Nearly 42% of adults in Marion County who were checked had high blood pressure, the sixth-highest county rate in Kansas, according to 2017 statistics from kansashealthmatters.org.
Kinning said his blood pressure problem is partly genetic, but admits lifestyle is a contributing factor.
“It’s genetic, and some of it is lifestyle for sure,” he said. “It’s what you eat, how much you exercise, and stress.”
As police chief, Kinning said more hours behind a desk has boosted his stress and left him with less time to exercise.

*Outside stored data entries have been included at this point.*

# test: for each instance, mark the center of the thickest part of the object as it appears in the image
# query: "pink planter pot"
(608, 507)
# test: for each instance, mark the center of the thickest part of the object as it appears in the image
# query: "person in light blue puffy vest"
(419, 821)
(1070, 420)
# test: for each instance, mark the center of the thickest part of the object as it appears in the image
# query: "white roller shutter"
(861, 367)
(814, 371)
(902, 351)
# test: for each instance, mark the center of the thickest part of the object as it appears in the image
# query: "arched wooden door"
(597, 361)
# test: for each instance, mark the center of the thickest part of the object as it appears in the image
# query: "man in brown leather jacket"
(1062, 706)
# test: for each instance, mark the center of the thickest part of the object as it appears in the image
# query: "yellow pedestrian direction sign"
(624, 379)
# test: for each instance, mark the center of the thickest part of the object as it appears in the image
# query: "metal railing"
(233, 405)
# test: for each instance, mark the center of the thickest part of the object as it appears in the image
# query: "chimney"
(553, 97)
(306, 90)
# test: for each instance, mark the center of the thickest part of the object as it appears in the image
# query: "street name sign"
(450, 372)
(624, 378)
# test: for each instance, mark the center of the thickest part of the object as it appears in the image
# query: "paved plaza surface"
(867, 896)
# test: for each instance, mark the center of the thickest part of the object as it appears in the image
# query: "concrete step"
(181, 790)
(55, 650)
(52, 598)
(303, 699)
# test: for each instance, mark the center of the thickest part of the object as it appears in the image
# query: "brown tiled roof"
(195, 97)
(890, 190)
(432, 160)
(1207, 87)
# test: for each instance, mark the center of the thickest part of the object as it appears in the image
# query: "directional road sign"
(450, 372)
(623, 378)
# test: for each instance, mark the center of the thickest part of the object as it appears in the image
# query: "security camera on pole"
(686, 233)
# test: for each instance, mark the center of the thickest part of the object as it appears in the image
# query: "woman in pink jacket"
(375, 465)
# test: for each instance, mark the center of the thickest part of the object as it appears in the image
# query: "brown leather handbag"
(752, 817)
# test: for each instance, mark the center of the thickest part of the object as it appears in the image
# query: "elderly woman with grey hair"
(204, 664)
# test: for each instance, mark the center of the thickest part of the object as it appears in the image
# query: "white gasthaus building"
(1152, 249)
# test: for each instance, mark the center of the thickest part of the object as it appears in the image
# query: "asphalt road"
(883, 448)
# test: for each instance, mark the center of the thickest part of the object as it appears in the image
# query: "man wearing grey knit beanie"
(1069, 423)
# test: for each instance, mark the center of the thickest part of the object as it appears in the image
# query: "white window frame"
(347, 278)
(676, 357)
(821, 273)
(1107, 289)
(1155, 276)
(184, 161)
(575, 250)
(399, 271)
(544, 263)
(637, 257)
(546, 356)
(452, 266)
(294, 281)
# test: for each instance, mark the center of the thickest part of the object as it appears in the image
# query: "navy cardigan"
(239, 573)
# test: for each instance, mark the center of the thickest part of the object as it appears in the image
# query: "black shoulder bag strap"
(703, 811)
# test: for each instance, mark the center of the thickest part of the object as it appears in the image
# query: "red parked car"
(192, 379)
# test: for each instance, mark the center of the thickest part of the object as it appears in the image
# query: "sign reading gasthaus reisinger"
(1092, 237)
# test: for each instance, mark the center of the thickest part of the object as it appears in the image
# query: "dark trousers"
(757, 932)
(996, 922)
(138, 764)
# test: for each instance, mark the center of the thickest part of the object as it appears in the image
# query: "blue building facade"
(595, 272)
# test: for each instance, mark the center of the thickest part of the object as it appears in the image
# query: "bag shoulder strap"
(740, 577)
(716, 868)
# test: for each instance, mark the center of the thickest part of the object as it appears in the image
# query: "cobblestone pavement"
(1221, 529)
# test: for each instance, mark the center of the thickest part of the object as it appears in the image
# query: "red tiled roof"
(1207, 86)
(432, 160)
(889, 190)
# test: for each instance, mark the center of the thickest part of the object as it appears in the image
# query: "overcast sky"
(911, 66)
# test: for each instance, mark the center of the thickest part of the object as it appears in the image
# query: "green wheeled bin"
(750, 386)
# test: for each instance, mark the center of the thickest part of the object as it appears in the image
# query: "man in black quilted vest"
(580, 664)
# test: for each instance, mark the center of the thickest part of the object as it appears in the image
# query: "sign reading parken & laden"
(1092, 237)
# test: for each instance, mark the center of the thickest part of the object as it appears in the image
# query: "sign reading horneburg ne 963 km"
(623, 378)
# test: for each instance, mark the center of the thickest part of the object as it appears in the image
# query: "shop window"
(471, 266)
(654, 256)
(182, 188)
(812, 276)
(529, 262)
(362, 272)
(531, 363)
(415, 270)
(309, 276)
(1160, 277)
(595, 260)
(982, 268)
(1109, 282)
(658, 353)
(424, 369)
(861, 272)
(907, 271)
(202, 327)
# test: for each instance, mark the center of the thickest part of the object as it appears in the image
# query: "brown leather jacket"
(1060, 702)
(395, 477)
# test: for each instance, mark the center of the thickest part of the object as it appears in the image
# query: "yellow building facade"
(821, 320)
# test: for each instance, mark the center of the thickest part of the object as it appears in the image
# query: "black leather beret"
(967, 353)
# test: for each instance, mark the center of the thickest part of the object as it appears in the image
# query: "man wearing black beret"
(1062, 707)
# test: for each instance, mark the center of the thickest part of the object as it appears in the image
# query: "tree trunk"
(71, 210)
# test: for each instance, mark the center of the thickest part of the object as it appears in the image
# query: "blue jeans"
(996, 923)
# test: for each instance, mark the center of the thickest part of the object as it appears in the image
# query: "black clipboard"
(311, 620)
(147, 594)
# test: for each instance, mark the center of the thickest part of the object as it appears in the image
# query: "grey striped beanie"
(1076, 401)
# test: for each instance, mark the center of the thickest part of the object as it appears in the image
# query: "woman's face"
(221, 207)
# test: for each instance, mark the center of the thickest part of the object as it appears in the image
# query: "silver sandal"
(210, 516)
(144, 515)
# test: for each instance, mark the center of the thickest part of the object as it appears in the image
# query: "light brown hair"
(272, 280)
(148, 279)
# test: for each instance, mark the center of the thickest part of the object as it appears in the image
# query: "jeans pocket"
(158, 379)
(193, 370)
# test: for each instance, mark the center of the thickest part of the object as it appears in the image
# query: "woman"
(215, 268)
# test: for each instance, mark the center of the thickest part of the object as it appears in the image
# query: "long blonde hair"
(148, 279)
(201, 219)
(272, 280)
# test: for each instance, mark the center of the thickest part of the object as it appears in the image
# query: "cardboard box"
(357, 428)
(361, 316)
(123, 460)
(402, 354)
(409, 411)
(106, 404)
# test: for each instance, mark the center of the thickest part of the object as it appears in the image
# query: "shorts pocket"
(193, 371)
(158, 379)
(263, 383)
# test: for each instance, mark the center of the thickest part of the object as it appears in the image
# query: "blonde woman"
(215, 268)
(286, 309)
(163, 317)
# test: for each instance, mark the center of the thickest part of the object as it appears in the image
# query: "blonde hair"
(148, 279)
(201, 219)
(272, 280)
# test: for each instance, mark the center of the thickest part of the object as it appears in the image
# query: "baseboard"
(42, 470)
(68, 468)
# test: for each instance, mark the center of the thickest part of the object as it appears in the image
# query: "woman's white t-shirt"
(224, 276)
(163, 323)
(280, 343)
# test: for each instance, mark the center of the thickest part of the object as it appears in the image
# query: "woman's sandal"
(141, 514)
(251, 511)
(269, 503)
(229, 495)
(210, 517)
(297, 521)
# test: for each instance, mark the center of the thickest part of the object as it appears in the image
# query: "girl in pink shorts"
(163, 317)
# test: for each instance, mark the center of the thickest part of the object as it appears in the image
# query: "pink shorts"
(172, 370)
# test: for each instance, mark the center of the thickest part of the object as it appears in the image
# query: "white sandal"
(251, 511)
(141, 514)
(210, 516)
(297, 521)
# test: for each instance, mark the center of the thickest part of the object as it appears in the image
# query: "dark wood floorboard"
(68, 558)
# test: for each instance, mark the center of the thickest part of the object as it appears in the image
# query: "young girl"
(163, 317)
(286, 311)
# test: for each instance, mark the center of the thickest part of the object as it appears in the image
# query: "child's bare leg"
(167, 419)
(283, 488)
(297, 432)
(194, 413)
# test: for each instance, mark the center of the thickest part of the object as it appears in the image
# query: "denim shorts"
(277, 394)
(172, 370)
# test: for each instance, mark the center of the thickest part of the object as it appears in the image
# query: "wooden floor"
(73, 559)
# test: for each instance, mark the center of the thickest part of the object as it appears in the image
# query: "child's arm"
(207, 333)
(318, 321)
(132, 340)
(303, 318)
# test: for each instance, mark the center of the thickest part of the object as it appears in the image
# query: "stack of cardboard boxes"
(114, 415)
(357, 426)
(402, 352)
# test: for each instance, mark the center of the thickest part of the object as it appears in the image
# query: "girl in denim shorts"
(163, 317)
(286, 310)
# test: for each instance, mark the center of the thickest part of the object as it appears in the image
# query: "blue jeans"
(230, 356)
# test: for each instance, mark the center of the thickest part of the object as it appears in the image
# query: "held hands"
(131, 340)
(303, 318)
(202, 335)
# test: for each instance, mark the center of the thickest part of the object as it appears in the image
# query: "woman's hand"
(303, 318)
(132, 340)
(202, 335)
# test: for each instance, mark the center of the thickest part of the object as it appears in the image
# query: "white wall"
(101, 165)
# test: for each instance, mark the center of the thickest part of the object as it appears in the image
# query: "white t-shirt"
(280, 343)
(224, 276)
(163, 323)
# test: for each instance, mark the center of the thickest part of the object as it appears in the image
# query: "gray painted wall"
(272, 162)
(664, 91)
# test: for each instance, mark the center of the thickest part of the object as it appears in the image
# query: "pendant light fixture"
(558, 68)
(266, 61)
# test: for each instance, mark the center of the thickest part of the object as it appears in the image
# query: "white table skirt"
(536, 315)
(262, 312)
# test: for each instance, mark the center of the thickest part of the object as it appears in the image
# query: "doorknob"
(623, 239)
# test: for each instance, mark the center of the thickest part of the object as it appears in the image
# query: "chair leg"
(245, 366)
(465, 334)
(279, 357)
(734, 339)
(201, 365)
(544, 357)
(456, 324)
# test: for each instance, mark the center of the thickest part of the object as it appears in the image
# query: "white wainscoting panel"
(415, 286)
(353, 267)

“I was told I should do that, but you can’t just change your life,” he said. “It just doesn’t work.”
Blood pressure across Marion County has also risen. In 2011, 30.6% had high blood pressure, which rose to 33.4% in 2013, and 37.7% in 2015. When looking at counties of comparable size, Marion County outpaces the 36.8% of Allen County, and 32.3% in Bourbon County.
High cholesterol is also a common health problem within the county. Nearly 39% were reported to have high cholesterol in 2017, the 20th highest rate in the state.
Only 32% reported high numbers in 2013, an improvement over the 51.2% who had high cholesterol in 2011.
Marion’s statistics are lower than Bourbon County at 40.6%, but higher than Allen County at 35.9%.
Jana Nordquist, said she has been able to exercise more since her children graduated high school.
“I’ve been more active lately because I was always going to activities of theirs,” she said. “We’ve been getting out and fishing now.”
Promoting an active lifestyle may help young people from developing health problems, said Nordquist, Marion school district’s nurse.
“The fitness center has been a big boost,” she said. “There are a lot of people there. I see a lot of kids at the aquatics center and people being more active.”
However, a majority of adults in Marion County were overweight as of 2017, with 35.7% overweight and 43.3% obese, or severely overweight.
The obesity rate is tied for fourth highest in Kansas, and significantly higher than Allen County’s 37%, or Bourbon County’s 33%.
However, the percentage of people overweight dropped from 41.9% in 2015 to 35.7% in 2017. Marion County is 18th-highest in Kansas, but the percentage of people overweight rate is lower than Allen County at 36.2% or Bourbon County at 36.6%.